El vehículo híbrido, llamado Hidrobinisa, no emite contaminantes y representa una alternativa limpia para zonas urbanas
Investigadores del Centro de Investigación y de Estudios Avanzados (Cinvestav) desarrollaron el primer prototipo de automóvil mexicano que funciona con hidrógeno, una innovación que busca responder a los desafíos actuales de contaminación y crisis energética. El vehículo, denominado Hidrobinisa, es un modelo híbrido que combina paneles solares, baterías de ion litio e hidrógeno para operar sin emitir gases contaminantes.
El Dr. Andrés Rodríguez Castellanos, investigador del Departamento de Química del Cinvestav, explicó que este combustible alternativo puede producirse a partir del rompimiento de la molécula del agua de lluvia. “El hidrógeno es un gas sin color, olor ni sabor, 14 veces más ligero que el aire, y con gran potencial para la movilidad urbana”, señaló en entrevista con la agencia Xinhua.
La gran novedad del Hidrobinisa radica en su sistema de funcionamiento: utiliza una celda similar a las de los paneles solares, pero que genera energía mediante una reacción entre hidrógeno y oxígeno, lo que permite cargar su batería de ion litio. El auto alcanza velocidades superiores a los 30 km/h y tiene una autonomía operativa de aproximadamente 100 minutos, lo que lo hace ideal para recorridos cortos en centros históricos, zonas turísticas o áreas agrícolas.
El prototipo fue diseñado pensando en reemplazar formas de transporte contaminantes como los moto-taxis. “Queremos sustituir unidades que hacen ruido y contaminan, con flotillas de vehículos limpios como este, que aporten al bienestar de nuestras ciudades”, agregó Rodríguez Castellanos.
Por su parte, el profesor Omar Solorza Feria, también del Cinvestav, destacó que este tipo de innovaciones contribuyen a reducir la contaminación atmosférica que hoy afecta a millones de mexicanos. “Buscamos cero emisiones porque la calidad del aire actual está relacionada con problemas graves de salud, como el cáncer de piel y de pulmón”, subrayó.
Ambos especialistas coinciden en que México no debe quedarse como espectador, sino ser parte activa del desarrollo de tecnologías limpias. En el contexto internacional, se proyecta que para 2030, uno de cada dos autos en el mercado será eléctrico o funcionará con celdas de combustible.
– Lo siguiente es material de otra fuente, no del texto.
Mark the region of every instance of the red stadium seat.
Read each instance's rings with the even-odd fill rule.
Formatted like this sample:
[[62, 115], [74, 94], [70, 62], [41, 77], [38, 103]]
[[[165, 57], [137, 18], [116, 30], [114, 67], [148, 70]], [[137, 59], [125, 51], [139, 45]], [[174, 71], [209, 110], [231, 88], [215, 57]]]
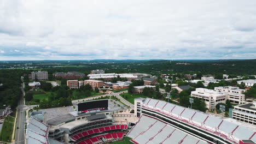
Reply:
[[78, 139], [79, 139], [79, 137], [78, 137], [78, 136], [77, 135], [74, 135], [73, 137], [72, 137], [73, 139], [75, 140], [77, 140]]
[[88, 134], [89, 135], [91, 135], [91, 134], [94, 134], [94, 131], [92, 131], [92, 130], [89, 130], [88, 131], [87, 131], [87, 132], [88, 132]]
[[115, 125], [111, 125], [110, 127], [111, 130], [115, 130], [115, 129], [117, 129], [117, 128], [115, 128]]
[[98, 128], [98, 129], [100, 130], [100, 131], [101, 131], [101, 132], [105, 131], [105, 130], [103, 128]]
[[116, 139], [117, 139], [117, 133], [113, 133], [113, 134], [111, 134], [111, 135], [112, 136], [112, 137]]
[[121, 129], [125, 129], [125, 125], [124, 124], [121, 125]]
[[124, 134], [122, 133], [117, 133], [118, 137], [118, 138], [120, 138], [120, 139], [121, 139], [121, 138], [123, 137], [123, 135], [124, 135]]
[[82, 134], [83, 134], [83, 135], [84, 136], [87, 136], [87, 135], [89, 135], [89, 134], [88, 134], [88, 133], [87, 133], [86, 131], [83, 132], [83, 133], [82, 133]]
[[94, 133], [97, 133], [100, 132], [100, 130], [98, 130], [98, 129], [94, 129], [92, 130], [94, 131]]
[[82, 135], [81, 133], [79, 133], [78, 134], [77, 134], [77, 135], [78, 135], [80, 138], [84, 137], [84, 136]]
[[110, 130], [109, 127], [106, 127], [104, 128], [105, 128], [106, 131]]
En ese sentido, el Hidrobinisa representa un primer paso importante en el camino hacia una movilidad más sustentable en el país.
Actualmente, la contaminación del aire en las principales urbes mexicanas rebasa los límites recomendados por la Organización Mundial de la Salud (OMS), por lo que proyectos como el del Cinvestav abren nuevas posibilidades para enfrentar esta crisis ambiental con soluciones tecnológicas y sustentables.